China experts discuss how Beijing courts multinational executives

Author Clive Hamilton, a professor of public ethics, discussed in a Hill.TV interview how the Chinese Communist Party (CCP) targets multinational executives to help spread their political influence.

“What the CCP does is it puts into place a very sophisticated, and often very subtle, process of psychological manipulation. I mean, I think it’s very accurate to describe it as grooming,” Hamilton, who teaches in Australia at Charles Sturt University in Canberra, told Hill.TV in an interview.

“They identify and target key members of elites…as people who might be induced, one way or another, to be drawn into the circle of CCP influence,” he added.
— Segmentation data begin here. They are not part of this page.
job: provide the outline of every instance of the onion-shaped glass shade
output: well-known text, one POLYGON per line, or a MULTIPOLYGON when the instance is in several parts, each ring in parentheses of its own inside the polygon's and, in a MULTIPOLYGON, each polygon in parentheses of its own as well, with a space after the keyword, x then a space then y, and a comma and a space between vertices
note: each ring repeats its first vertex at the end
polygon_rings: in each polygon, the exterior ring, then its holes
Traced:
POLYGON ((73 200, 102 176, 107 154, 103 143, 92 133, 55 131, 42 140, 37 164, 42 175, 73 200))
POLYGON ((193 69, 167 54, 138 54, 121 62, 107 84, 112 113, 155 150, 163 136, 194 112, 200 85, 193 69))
Hamilton, co-author of the book “Hidden Hands: Exposing How The Chinese Communist Party Is Reshaping The World,” said the targeted individuals are then rewarded for their “CCP view of the world” in various different ways, such as flattery, meetings with President Xi Jinping.

Mareike Ohlberg, senior fellow in the Asia Program at the Washington-based German Marshall Fund who co-authored “Hidden Hands” with Hamilton, noted that while money plays an important role in the process, the normalization of the CCP influence is also key.

“In a way, for a number of years, these kinds of ties and this kind of activity has been portrayed as absolutely benign, as being a net plus, as having absolutely no harm and only bringing positive exchange with China,” she said. “So it’s really been normalized.”